Size uygun olan testleri takibinizi sürdüren doktorunuz bildirecektir. İkili test sonucunda yüksek risk saptanırsa daha ileri tetkik olarak koryon villus biyopsisi (11-15 haftalar arasında plasentadan parça alınması) yapılması önerilirken üçlü testte yüksek risk saptanırsa daha ileri tetkik olarak amniyosentez (15-20 haftalar arası bebeğin sıvısından örnek alınması) yapılması önerilir.

Şeker yükleme testleri

 

24-28. gebelik haftaları arasında, gebelik diyabeti (şeker hastalığı) için 50 gram şeker yükleme testi yapılmaktadır.
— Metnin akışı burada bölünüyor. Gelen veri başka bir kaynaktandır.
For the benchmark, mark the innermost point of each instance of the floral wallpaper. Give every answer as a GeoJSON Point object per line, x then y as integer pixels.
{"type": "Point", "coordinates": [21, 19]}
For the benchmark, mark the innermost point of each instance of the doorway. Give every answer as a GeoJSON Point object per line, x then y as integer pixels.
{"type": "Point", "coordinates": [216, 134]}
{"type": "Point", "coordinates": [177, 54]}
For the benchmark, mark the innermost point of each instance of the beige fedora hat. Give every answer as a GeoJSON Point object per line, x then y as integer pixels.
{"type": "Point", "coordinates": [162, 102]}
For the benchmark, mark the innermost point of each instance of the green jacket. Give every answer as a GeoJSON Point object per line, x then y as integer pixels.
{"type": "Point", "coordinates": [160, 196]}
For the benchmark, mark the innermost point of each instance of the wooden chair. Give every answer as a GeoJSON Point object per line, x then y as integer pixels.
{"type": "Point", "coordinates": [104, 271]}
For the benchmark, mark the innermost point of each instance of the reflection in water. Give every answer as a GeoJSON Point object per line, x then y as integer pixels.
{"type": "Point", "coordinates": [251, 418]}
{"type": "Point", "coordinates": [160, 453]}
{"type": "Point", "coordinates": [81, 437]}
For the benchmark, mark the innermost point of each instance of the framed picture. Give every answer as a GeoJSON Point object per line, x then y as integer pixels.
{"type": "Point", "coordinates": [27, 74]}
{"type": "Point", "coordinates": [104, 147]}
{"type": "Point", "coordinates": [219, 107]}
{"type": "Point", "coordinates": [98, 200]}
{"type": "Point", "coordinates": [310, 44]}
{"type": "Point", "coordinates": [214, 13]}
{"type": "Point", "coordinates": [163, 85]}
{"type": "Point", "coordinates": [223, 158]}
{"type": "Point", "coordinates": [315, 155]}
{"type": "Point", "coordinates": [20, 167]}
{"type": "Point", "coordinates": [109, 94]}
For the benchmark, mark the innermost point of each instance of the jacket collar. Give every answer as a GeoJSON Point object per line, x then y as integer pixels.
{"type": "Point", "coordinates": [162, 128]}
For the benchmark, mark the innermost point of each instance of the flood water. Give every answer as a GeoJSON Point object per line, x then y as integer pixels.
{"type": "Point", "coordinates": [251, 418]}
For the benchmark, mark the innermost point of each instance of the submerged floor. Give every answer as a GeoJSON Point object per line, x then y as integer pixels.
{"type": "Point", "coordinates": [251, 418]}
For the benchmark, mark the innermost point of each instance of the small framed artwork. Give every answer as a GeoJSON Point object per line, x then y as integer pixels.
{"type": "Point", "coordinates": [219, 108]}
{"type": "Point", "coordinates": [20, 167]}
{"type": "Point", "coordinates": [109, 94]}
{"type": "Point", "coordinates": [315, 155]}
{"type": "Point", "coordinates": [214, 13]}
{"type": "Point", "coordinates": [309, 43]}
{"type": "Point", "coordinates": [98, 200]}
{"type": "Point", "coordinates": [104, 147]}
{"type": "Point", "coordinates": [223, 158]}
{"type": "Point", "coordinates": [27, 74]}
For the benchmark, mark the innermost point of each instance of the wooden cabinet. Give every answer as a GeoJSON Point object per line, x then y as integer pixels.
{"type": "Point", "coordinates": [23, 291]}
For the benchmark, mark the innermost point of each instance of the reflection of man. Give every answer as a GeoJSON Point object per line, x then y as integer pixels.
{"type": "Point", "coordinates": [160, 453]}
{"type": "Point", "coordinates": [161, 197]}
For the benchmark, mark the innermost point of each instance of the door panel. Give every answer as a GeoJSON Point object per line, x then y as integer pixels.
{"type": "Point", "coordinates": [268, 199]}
Bu testin zamanını poliklinik izlemi sırasında doktorunuz belirtecektir. 50 gram şeker testi anormal olan hastalar ile risk faktörlerine sahip hastalarda 100 gram şeker yükleme testi yapılır.
Bu risk faktörleri varlığında 24-28. gebelik haftaları beklenmeden ilk başvuru anında 100 gramlık şeker yükleme testi yapılır. Normal çıkması halinde bu test 24-28. haftalar arasında tekrarlanır.
Şeker yükleme testlerinde hastadan yoğun şeker içeren bir su içmesi istenir. Bu nedenle bu suyun içilmesini kolaylaştırmak için yanınızda bir adet limon getirmeniz tavsiye edilir.
50 gram şeker yükleme testi: Hastanın aç olması gerekli değildir. Sadece hafif bir kahvaltı yeterlidir. Şekerli su içildikten 1 saat sonra hastadan kan alınır.
100 gram şeker yükleme testi: Hastanın kahvaltı yapmadan aç gelmesi gereklidir. İlk önce açlık kan şekerine bakılır, şekerli su içildikten sonra birer saatlik aralar ile 3 defa daha kan alınır.

 

Histerosalpingografi (HSG – Rahim tüp filmi)

 

HSG rahim içi ve tüplerin incelenmesini sağlayan bir testtir. Genelde kısırlık sorunu olan kadınları değerlendirmede kullanılır. Bu tetkik diğer testlerin aksine radyoloji bölümünde kadın-doğum hekimi tarafından yapılır. Kadın-doğum hekimi tarafından yapılan muayene ve rahim içine verilen özel radyoopak madde (rahim içine verilen sıvı ilaç) sonrasında birkaç defa film çekilir.
HSG esnasında hastanın adetli olmaması gereklidir. Kanamasının başladığı ilk gün 1. gün kabul edildiğinde 6 ile 12. gün arası yapılması uygundur. Test için aç gelmek gerekli değildir, hafif bir kahvaltı önerilir.

 

Rahim içi araç (RİA) takılması

 

Hastaların aç gelmesine gerek yoktur, hafif bir kahvaltı yeterlidir. Tercihen olgunun adetinin yoğun olduğu günlerde (adetin 2. veya 3. günü) takılması daha uygundur. Kişinin isteği doğrultusunda kanaması olmadığı dönemde de takılabilir. Gebe olmadığını teyit etmek gerekir. İşlemden 15 gün sonra olgunun kontrole gelmesi önerilir.